Western civilization
considers itself as the epitome of human endeavor. For the last 500
years or so the West has certainly dominated and led the world in
power, science, and technology. We in the West consider civilization
to have begun with ancient Greeks and that we (Europe and the US) are
its inheritors. This attitude has often led to an arrogant posture
that exhibits pride, swagger, and pretentiousness. Worse yet, it has
often taken on racist tones toward less developed nations populated
by people of color. Since the West is predominantly Christian, it's
also been guilty of sectarian attitudes that have spawned violence.
The West has been
disdainful of the contributions of other societies and peoples—such
as the Mideast, Far East, Africa, the Americas, and most indigenous
cultures; pretty much any civilization other than its own. Let me
describe one such example culture and the West's bias against it: the
Byzantine Empire.
In the West we often
disparage the term Byzantine, in the sense of something being
“excessively complicated,” or even “characterized by
deviousness or underhanded procedure.” (Quotes from my dictionary.)

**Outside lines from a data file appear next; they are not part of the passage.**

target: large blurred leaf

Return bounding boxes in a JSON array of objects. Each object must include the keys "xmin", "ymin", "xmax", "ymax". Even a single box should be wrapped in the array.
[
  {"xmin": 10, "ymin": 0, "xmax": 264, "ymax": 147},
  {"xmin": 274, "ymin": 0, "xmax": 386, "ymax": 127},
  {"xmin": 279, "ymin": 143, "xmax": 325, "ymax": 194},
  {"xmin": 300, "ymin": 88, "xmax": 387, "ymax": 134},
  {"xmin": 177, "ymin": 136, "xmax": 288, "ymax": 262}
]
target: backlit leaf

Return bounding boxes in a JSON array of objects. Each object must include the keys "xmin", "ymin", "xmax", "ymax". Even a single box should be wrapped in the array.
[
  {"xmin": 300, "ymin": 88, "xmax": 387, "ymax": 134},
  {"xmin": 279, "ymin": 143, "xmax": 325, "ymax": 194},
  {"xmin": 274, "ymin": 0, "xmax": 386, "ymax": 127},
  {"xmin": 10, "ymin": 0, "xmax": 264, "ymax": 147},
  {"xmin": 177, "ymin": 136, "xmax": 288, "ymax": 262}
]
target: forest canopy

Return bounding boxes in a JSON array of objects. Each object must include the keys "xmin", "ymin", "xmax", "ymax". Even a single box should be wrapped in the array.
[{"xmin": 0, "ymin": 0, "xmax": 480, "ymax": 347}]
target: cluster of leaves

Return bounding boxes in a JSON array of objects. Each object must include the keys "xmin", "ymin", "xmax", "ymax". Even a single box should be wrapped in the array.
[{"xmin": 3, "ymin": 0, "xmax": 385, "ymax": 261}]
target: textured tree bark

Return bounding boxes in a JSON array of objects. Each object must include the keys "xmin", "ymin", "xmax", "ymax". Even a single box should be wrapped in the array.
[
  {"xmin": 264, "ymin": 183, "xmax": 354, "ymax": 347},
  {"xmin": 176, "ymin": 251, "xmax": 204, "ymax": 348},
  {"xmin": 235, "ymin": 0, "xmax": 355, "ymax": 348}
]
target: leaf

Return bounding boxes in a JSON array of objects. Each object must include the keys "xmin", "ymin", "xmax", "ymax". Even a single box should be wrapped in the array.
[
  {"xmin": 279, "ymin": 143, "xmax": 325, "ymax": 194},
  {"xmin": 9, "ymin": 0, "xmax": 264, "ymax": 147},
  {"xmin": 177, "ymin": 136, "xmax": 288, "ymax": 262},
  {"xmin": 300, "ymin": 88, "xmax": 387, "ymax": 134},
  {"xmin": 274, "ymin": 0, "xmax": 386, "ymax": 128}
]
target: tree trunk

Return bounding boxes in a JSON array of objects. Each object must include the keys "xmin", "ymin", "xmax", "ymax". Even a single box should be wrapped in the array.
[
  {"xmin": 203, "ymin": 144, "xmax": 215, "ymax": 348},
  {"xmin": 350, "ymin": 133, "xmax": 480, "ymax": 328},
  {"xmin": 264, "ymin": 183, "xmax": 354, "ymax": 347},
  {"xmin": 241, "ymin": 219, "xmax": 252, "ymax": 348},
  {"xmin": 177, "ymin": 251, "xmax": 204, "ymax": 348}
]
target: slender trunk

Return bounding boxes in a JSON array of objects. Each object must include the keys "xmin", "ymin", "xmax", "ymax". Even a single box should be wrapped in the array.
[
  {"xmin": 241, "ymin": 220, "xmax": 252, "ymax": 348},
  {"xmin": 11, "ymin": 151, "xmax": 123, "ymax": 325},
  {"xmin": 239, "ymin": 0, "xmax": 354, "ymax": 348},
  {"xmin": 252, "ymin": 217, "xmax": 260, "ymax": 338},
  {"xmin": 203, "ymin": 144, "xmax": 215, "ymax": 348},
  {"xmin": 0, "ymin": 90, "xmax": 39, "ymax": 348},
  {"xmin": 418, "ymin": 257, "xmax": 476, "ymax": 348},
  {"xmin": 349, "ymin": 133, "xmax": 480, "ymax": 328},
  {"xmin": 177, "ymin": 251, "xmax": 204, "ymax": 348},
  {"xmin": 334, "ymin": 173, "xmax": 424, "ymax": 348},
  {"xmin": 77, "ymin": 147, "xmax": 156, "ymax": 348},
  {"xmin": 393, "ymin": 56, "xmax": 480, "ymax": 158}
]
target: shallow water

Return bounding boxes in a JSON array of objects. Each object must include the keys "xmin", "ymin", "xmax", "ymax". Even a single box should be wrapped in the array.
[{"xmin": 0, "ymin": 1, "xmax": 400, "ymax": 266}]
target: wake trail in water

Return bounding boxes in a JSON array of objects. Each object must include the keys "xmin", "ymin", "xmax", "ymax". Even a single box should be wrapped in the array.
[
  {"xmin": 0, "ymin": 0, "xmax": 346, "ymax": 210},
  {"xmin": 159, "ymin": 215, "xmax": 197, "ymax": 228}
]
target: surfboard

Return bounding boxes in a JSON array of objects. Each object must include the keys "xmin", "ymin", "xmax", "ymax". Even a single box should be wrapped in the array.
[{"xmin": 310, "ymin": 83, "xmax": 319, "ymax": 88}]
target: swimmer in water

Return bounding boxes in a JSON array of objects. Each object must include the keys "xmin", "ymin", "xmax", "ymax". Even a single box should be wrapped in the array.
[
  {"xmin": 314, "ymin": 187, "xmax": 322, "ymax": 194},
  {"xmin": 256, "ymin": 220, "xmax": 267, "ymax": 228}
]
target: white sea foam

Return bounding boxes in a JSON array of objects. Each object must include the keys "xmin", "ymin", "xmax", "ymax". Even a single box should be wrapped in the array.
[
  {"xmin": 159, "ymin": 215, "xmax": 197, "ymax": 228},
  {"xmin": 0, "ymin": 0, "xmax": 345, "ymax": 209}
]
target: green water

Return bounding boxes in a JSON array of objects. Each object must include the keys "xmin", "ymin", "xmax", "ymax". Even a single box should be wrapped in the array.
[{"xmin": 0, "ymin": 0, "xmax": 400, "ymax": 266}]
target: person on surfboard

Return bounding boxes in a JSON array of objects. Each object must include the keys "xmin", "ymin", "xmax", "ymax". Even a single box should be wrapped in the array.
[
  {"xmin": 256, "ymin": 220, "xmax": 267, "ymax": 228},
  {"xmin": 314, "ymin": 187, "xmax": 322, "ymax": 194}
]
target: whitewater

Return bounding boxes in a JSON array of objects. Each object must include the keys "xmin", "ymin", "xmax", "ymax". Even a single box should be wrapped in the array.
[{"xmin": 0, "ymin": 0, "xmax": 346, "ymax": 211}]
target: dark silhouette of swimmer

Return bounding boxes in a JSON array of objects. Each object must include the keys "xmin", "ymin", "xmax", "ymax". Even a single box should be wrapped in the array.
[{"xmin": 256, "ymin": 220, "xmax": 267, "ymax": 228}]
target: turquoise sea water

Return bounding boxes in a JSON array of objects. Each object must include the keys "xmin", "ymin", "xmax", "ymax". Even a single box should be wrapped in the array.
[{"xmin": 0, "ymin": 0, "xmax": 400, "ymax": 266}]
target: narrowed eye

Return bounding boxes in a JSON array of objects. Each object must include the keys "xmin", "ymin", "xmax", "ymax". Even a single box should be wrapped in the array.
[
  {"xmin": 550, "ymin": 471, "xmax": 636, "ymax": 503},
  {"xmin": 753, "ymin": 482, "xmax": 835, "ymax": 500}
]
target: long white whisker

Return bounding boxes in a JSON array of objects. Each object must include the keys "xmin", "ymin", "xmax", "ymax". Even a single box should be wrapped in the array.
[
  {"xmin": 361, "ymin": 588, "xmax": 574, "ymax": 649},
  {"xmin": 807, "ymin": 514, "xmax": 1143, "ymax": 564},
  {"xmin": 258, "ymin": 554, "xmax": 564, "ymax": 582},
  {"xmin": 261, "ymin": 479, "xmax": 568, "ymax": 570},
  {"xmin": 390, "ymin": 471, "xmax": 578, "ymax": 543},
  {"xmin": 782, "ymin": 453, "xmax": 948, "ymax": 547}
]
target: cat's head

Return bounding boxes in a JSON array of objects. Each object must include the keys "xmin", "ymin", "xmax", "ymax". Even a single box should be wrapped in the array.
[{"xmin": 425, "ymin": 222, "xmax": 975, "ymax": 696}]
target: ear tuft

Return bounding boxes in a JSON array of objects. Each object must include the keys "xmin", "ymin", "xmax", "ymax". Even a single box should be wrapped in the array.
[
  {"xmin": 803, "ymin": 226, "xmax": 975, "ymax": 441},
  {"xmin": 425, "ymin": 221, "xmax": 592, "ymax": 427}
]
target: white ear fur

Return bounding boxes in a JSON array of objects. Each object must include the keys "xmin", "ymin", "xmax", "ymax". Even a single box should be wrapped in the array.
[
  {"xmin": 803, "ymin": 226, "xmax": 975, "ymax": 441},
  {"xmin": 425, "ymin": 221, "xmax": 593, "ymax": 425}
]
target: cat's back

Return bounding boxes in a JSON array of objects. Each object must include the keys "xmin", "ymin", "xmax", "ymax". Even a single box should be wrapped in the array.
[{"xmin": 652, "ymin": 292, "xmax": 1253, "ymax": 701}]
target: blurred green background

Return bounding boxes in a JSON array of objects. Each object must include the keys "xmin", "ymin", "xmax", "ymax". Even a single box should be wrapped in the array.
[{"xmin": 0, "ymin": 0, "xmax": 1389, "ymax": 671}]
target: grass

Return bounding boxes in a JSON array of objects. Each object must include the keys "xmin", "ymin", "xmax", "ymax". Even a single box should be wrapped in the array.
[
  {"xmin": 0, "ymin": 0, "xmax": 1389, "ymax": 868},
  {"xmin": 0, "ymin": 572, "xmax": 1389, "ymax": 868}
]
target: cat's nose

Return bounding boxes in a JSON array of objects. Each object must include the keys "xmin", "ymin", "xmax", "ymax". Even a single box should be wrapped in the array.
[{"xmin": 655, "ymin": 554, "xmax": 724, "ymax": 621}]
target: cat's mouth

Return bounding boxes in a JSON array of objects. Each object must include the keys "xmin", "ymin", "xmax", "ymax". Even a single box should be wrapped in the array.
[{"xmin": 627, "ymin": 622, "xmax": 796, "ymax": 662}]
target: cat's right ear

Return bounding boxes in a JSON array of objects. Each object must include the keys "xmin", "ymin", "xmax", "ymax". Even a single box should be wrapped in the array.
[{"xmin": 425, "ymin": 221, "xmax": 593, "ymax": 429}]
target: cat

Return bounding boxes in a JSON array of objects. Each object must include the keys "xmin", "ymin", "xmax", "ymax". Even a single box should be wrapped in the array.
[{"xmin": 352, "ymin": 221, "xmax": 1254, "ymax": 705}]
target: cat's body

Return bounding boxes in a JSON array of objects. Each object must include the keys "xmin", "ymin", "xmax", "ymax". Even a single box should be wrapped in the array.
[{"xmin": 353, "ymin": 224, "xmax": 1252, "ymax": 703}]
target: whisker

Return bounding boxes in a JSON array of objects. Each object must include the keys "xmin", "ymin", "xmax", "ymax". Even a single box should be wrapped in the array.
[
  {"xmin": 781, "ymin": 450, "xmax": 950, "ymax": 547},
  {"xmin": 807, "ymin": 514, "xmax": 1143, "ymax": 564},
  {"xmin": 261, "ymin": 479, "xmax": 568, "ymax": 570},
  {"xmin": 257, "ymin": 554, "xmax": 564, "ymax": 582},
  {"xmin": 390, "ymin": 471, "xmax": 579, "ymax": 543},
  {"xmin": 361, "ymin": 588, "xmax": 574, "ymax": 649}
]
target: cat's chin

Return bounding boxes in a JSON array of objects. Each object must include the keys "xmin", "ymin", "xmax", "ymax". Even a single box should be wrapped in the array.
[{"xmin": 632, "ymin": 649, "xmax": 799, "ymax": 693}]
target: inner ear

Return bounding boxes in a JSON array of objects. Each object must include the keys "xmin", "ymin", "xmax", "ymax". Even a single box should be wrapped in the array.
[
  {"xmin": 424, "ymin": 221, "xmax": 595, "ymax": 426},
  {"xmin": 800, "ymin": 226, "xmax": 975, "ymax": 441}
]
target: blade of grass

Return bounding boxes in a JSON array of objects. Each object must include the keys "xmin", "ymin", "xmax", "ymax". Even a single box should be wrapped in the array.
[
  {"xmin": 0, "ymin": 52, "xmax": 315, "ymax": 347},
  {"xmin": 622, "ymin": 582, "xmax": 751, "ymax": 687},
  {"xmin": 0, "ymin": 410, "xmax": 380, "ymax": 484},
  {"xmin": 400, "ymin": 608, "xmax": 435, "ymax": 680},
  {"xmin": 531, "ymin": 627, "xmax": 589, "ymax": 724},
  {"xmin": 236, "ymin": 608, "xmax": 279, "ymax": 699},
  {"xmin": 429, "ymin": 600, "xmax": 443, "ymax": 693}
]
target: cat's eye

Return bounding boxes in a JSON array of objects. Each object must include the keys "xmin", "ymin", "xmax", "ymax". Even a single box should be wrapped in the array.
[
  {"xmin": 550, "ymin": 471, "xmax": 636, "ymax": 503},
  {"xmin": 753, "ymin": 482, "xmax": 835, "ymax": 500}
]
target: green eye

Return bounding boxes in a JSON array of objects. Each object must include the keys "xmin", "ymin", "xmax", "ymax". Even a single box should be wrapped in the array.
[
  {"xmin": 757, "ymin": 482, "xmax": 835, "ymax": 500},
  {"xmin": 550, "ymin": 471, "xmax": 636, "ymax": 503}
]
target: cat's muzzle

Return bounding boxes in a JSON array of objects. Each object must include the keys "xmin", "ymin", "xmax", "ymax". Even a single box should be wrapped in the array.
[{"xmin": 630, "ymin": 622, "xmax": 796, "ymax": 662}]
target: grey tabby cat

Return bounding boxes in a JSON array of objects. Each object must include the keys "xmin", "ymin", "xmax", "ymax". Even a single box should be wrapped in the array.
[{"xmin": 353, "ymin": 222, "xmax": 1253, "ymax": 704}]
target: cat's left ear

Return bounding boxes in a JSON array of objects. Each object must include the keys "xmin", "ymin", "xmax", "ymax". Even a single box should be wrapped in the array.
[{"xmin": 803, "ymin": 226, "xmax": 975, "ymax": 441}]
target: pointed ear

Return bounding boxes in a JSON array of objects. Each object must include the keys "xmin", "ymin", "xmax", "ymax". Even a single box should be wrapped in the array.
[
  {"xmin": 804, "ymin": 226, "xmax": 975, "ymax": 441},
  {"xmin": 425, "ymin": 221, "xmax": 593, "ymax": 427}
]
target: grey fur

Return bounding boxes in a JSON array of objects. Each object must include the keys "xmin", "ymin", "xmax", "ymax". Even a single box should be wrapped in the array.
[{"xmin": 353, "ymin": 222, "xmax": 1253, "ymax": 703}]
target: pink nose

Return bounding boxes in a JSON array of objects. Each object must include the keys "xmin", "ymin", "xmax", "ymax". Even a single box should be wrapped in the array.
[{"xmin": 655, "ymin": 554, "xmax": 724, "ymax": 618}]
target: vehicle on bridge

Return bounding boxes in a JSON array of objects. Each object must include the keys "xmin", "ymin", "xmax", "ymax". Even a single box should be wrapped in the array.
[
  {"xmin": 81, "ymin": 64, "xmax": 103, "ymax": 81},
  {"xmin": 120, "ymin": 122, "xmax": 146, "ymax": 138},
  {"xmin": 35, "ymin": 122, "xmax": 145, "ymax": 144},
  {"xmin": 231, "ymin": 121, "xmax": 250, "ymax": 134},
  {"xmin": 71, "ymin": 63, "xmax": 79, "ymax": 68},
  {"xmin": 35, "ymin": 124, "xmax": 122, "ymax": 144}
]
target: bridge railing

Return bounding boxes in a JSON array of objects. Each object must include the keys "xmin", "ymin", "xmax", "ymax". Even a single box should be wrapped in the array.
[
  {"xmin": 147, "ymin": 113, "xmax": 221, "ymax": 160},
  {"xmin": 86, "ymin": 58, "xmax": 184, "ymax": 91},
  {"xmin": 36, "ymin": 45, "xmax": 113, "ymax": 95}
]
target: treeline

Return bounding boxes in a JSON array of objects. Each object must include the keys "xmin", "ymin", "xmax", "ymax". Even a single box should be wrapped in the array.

That's not at all a flattering image—not anything close to the
West's admiring description of Greece. In particular, the West
seems to feel that it invented and perfected science, while the rest
of the world was held back by ignorance and backwardness.
The Byzantine Empire
arose from the Eastern Orthodox empire founded by Constantine, after
he converted to Christianity in the fourth century. He then renamed
the city called Byzantium after himself: Constantinople. He didn't do
a shabby job of empire establishment, because the Byzantine Empire
flourished for over 1,000 years—long after the eastern Roman Empire
collapsed; while Europe was wallowing in barbarism and darkness.
The Byzantine Empire
absorbed the culture of the Greek and Roman Empires. Constantine
admired the Greeks so much that he even switched his realm's lingua
franca from Latin to Greek. The arts and sciences also flourished, as
the Byzantines absorbed and expanded upon Greek and Roman knowledge.
To repeat, the Byzantine
Empire lasted a millennium. That's no mean feat. It was able to fend
off the Muslims for all of that time—finally yielding to the
Ottoman Empire in the 16th century. In fact the Byzantines
and the Islamic world together nurtured Greek and Roman art,
literature, and science, until Europe finally entered the scene,
during the Enlightenment. The West owes a large debt to both the
Islamic and Byzantine maintenance and furtherance of knowledge—a
debt it rarely acknowledges. Had these previous eastern empires not
protected and expanded scholarship, the West would have had to start
all over, rather than stand on the shoulders of those former empires.
Here are a few examples
of what knowledge the Byzantine Empire possessed, long before the
West climbed out of barbarity. They knew, for example, that the Earth
was round and had with sophistication proved it. Yet it took the West
a few more centuries to get past its flat-Earth mentality.
The Byzantines rid
themselves of the cumbersome Roman numbering system, having adopted
what is referred to as the Arabic numbering system. Interestingly,
that system really originated in India, not Islam. India, of course,
is another even farther east country whose culture was also disparaged by
Europeans.
For nearly two millennia
Aristotle's erroneous physical ideas had dominated all belief
systems. Europe didn't begin to cast off Aristotle's invalid notions
until the 17th century—led by Galileo. But
wait—Byzantine scholars knew that many of Aristotle's
pronouncements about the physical world were wrong, centuries
earlier. For example, Galileo demonstrated that Aristotle's ideas
about falling bodies were wrong, by dropping some weights from Pisa's
inclined tower—a realization that Byzantium had reached far sooner.
Why did the Europeans ignore what the Byzantines had known for so
long?
The
accomplishments of the Byzantine Empire are just one example of
existing knowledge that non-western cultures possessed, well before
the Europeans emerged from the Dark Ages. The West owes a debt to
these other cultures—a debt they rarely honor.